Green Point is one of Cape Town’s most expensive suburbs, dotted with restaurants and designer boutiques. The heritage resources agency has said that, should construction continue in the suburb, more remains are likely to be found.
The mass graves tell a haunting tale of a city that has buried a history and shamed its violent origins to market itself in all its picturesque glory.
The macabre way in which slave history has been ignored in Green Point is more evident when you look at the final resting place of the bones. On the face-brick building of the Prestwich Place Memorial, there is a loud logo for Truth Coffee Roasting – one of Cape Town’s premier hangouts for flat whites and hipsters.
“In a city overflowing with well-known cultural attractions and heritage sites, the Prestwich Memorial was often overlooked,” Truth states on its website.
“But since it became the birthplace of Truth Coffee Roasting, a growing number of Cape Town locals, tourists and coffee aficionados have unwittingly been lured to this under-cover burial ground. And been given a taste [of] how good slavery can be … (To artisan coffee of course, in this case!)”
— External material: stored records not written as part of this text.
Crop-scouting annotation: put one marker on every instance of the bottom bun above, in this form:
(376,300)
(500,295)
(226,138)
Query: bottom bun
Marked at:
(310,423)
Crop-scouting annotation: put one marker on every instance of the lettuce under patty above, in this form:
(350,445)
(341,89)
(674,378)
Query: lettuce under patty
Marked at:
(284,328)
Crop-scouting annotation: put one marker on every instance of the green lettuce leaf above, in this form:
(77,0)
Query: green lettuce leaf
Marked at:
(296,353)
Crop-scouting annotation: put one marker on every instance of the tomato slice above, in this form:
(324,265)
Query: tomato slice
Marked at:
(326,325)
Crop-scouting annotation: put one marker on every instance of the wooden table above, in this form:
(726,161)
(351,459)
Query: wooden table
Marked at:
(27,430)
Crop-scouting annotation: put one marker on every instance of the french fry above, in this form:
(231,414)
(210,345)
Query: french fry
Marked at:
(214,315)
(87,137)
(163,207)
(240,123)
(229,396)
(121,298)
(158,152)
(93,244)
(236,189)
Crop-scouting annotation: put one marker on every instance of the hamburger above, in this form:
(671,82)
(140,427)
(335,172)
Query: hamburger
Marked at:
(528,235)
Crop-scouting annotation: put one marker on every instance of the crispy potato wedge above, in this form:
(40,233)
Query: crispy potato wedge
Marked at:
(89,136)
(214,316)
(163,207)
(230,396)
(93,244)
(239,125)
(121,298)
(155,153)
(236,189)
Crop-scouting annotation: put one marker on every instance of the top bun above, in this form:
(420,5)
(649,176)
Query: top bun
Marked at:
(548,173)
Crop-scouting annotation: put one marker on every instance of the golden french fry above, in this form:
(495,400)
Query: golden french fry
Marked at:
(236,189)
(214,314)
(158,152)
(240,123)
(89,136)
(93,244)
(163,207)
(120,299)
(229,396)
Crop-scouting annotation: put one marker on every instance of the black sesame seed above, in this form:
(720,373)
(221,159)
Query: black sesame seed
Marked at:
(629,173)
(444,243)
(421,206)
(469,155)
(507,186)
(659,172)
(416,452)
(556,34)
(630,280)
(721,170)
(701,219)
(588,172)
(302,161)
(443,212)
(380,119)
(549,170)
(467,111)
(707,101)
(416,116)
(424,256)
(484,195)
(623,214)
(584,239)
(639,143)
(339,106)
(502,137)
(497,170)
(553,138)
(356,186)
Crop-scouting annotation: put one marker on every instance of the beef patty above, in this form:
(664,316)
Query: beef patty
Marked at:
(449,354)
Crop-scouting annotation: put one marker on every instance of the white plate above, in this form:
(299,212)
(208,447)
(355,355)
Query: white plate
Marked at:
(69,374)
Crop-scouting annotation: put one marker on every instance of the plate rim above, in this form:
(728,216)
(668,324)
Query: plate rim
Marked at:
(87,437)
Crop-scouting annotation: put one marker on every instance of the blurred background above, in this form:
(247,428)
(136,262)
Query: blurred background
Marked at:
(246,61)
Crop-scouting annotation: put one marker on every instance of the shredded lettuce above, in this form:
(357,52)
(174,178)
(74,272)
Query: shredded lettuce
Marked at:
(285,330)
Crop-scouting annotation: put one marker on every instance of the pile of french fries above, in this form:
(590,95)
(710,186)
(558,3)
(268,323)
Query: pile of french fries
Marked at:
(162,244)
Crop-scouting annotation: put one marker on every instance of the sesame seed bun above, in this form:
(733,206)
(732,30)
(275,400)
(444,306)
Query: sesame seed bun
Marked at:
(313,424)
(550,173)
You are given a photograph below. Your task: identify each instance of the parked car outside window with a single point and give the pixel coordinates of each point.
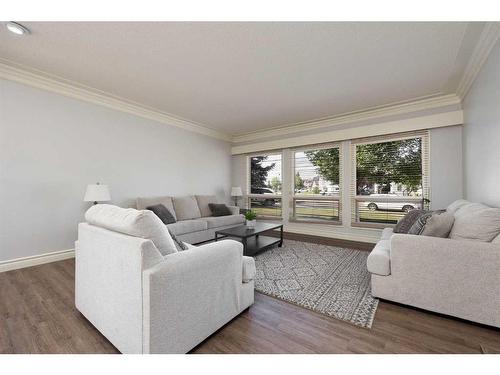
(389, 204)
To give people a “taste [of] how good slavery can be” is a hideous attempt to exploit slave history for coffee sales. It shows the gall and dysfunction of a city that prioritises money and tourism over the dignity of people who died building it.
But the problem doesn’t exist in Green Point alone. The popular Oranjezicht City Farm, near Orange Street, is partly located on land that belonged to Pieter van Breda, who owned among the largest numbers of slaves in the Cape.
This history has been erased from the urban farm market where foot traffic flows.
Clifton, a pricey residential area, is also a site of slave history. In the 1980s, a shipwreck from 1794 was discovered along with the remains of at least 200 Mozambican slaves just 100m from Clifton beach. But no memorial exists.
Despite the trauma and violence of slavery, and the heroic slaves who fought for freedom, Cape Town still has more room to accommodate colonial narratives than it does the history of its oppressed people.
Statues of Cecil John Rhodes, Jan van Riebeeck and fellow colonialists stand tall in the city. A slave monument was built in Church Square, a former slave market, but it’s easy to miss, unable to live up to the stature of colonial praise monuments.
There are more spaces where slave history has been limply pointed out, but they lack prominence.
This distortion of our public space is even more disturbing when we consider the relevance of slavery as a blueprint for apartheid and the racism still experienced by people of colour today.
It’s high time Cape Town reclaimed the history and heritage of the slaves whose blood spilled into our streets, and whose bones remain buried beneath our city.